Выбрать главу

Андрий Степанович сказал:

— Хорошо, что встретились. Я иду к тебе.

— Добрый вечер, — сказал Славко.

— Как дела, Беркута? — спросил Андрий Степанович.

— Да так, ничего. Зима уже. Снег выпал…

— Снег? Да, правда, снег выпал, ты наблюдательный мальчик, — не очень весело улыбнулся Андрий Степанович. — Но ты ведь понимаешь — я не это имел в виду. Почему не являешься на тренировки?

Ремень от «бандуры» врезался Славку в плечо, как будто шпага обернулась дробовиком. Андрий Степанович смотрел на «бандуру», спрашивал, почему Славко не ходит на тренировки, — конечно, он догадался, что мальчик говорит дома неправду. Хоть сквозь землю провалиться! Славко понял, что иногда и в самом деле хочется провалиться сквозь землю.

— Пойдем, побродим по снежку, — предложил вдруг Андрий Степанович, который верно заметил состояние Славка.

Мальчик посмотрел исподтишка на своего тренера и увидел, что тот не сердится, даже, напротив, как будто сам смущен. И тут Славко впервые осознал: Андрий Степанович лишь не намного старше — семь-восемь лет разницы, — ну как старший брат. Старший брат, которому можно все сказать, ничего не скрывая, ничего не утаивая, обманывать такого — значит обманывать самого себя. Сбиваясь, запинаясь и теряя слова, Славко стал все объяснять Андрию Степановичу — о себе, о Юльке Ващуке, о том случае в спортзале, и как он, Славко, просто не мог прийти в зал и посмотреть в глаза Андрию Степановичу, и как думал, что Андрий Степанович не захочет с ним даже разговаривать, не то что тренировать.
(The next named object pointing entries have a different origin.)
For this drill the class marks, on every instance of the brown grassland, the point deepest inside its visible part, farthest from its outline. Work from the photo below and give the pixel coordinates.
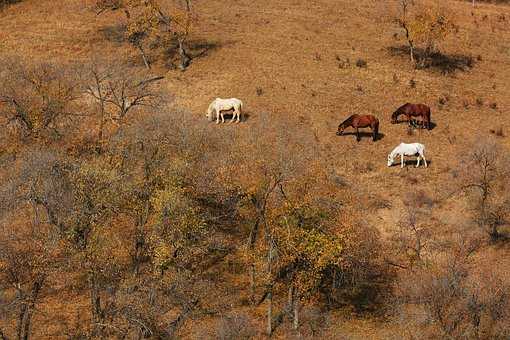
(418, 260)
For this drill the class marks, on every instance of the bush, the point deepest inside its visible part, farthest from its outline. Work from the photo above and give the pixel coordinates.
(235, 326)
(361, 63)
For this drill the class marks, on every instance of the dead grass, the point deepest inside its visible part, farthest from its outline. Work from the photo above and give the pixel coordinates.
(293, 59)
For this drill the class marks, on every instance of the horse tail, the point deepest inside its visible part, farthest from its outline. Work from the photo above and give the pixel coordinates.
(428, 119)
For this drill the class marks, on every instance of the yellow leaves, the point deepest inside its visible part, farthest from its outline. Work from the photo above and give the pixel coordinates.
(430, 24)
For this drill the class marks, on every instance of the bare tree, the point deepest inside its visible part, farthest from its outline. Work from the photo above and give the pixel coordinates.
(116, 90)
(484, 178)
(38, 99)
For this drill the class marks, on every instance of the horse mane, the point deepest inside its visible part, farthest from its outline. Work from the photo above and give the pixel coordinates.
(348, 121)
Рука Андрия Степановича лежала на плече Славка. Тренер слушал своего ученика, не прерывая, «бандура» уже не казалась такой тяжелой, идти по тоненькому снежку было легко и приятно; стало вдруг хорошо, оттого что больше не надо будет ходить по закоулкам, избегая всех — даже мамы и папы, не надо никому говорить неправду, потому что Андрий Степанович словно бы молча соглашался принять и на себя беду Славка, понимал все, что говорил ему мальчик.

— Потому я и не приходил, не мог… — сказал Славко.

Андрий Степанович не бранил, не упрекал. Если младший ничего не скрывает, старший не должен укорять.

— Вы… Вы когда-то говорили — коварству нет места в спорте, в настоящем большом спорте. Нечистыми руками шпагу не удержишь.

Славко непроизвольно посмотрел на свою руку: обыкновенная мальчишеская рука с крепкими пальцами, с мягкими движениями в запястье — рука, привыкшая к шпаге. На среднем пальце — чернильное пятно: ручка плохая.

— Правда. Говорил. И всегда буду говорить, — согласился тренер. — Слушай, тебе, наверно, домой пора, там будут волноваться, правда? Да, чуть не забыл предупредить — тренировки теперь начинаются в шесть, после нас будут работать рапиристы. Так что, пожалуйста, не опаздывай. Мы тебя ждем, Беркута!

… В ту ли пятницу это было? Да, именно в ту!

Может, попросить Андрия Степановича: «Скажите им, скажите, не стоял я с мальчишками ни в какой подворотне, не пью вообще никакого вина. Спортсмены не должны пить никогда, вы же сами нам говорили, Андрий Степанович. Так скажите же всем, что это какая-то глупая шутка или злая шутка, словом — недоразумение, неправда. Впрочем, нет, не говорите ничего. Может быть, разговор был не в тот вечер. Не говорите ничего, — если они не верят, не понимают, так не говорите ничего. Не надо защитников, не надо доказательств…» Неужели все и правда верят, будто он, Славко Беркута, — мелкий хулиган? Неужели они думают, что он так опустился? Да нет, не может этого быть, — они же подходили к нему, говорили, расспрашивали, но все просили: «Скажи, Беркута, что это неправда». «Мы знаем, что это неправда, мы тебе верим». Хотелось, чтобы они так сказали, а не спрашивали, не требовали от него подтверждения.

Славко сидел за партой, и три обычных дня — каждый, как испокон веков, длиною в двадцать четыре часа, — казались длинными, трудными, как переход в горах в тридцатиградусную жару.

НАКАНУНЕ

В двенадцать часов дня

Возмущенный Антон Дмитрович убеждал Варвару Трохимовну:

— Вы этого не сделаете! Вы просто не должны этого делать.